Anthem only traces the band from its infancy in the suburbs of Toronto when Gary Lee Weinrib (whose parents somehow survived Aushwitz and Dachau and emigrated to Canada) Alex Zivojinovich, and the original CEO of the band, John Rutsey met through the late seventies when Hemispheres came out.  Later Gary Lee became Geddy Lee and Alex became Alex Lifeson and Neal became the drummer and lyricist.  

This is only the first of three books and it doesn't address the Spirit of Radio: 
"One likes to believe
In the freedom of music
But glittering prizes
And endless compromises
Shatter the illusion
Of integrity,…"
It also doesn't talk about today's Tom Sawyer: 
"No, his mind is not for rent
To any god or government
Always hopeful, yet discontent
He knows changes aren't permanent
But change is
And what you say about his company
Is what…"

Rather, it takes us back to early Rush with Geddy Lee's unique voicing and the hard rocking Working Man of the first album, the prog-rock anthems of 2112 and Hemispheres.  The kind of music that blasted from boomboxes and was just something more than just hard rock.  

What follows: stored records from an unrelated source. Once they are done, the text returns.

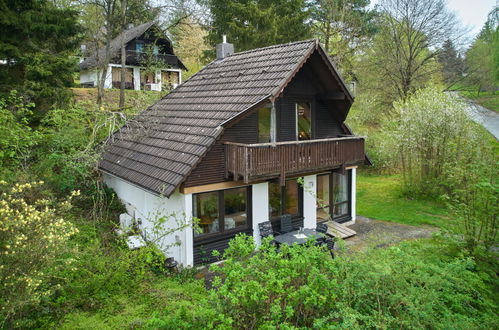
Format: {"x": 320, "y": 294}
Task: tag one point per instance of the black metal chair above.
{"x": 266, "y": 230}
{"x": 286, "y": 224}
{"x": 329, "y": 242}
{"x": 326, "y": 240}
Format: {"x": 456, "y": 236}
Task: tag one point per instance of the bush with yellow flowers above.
{"x": 33, "y": 239}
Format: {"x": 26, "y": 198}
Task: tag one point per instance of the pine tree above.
{"x": 36, "y": 45}
{"x": 250, "y": 24}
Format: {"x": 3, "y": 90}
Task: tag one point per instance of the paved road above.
{"x": 488, "y": 118}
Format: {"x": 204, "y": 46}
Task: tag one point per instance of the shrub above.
{"x": 432, "y": 136}
{"x": 16, "y": 137}
{"x": 412, "y": 285}
{"x": 33, "y": 238}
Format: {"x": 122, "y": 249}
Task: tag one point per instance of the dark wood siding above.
{"x": 212, "y": 168}
{"x": 326, "y": 125}
{"x": 286, "y": 118}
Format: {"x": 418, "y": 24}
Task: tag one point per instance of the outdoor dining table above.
{"x": 297, "y": 236}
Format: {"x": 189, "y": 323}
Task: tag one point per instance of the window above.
{"x": 303, "y": 121}
{"x": 284, "y": 200}
{"x": 323, "y": 198}
{"x": 341, "y": 196}
{"x": 334, "y": 192}
{"x": 206, "y": 209}
{"x": 220, "y": 211}
{"x": 264, "y": 123}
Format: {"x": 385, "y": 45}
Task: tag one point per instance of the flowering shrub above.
{"x": 32, "y": 237}
{"x": 431, "y": 137}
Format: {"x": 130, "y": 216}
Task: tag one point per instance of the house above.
{"x": 228, "y": 145}
{"x": 151, "y": 63}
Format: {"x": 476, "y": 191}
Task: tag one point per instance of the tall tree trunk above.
{"x": 123, "y": 55}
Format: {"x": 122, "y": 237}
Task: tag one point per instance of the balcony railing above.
{"x": 254, "y": 162}
{"x": 138, "y": 58}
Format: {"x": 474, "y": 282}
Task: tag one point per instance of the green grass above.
{"x": 489, "y": 100}
{"x": 380, "y": 197}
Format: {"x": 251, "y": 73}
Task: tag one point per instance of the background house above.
{"x": 229, "y": 145}
{"x": 151, "y": 63}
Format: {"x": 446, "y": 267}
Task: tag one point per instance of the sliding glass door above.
{"x": 334, "y": 196}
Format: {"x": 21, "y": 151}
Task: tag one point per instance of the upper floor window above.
{"x": 303, "y": 121}
{"x": 264, "y": 124}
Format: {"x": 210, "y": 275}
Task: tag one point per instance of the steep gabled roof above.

The first half tracks their childhoods and the early days of running from club to club and hoping for their first break.  Later, the book tracks each album and tour and the band's development.  This is a fascinating read for those intimately familiar with the music.  And, even for the casual fan, it can be quite interesting.  This is about the music, not about any crazy rock band excesses.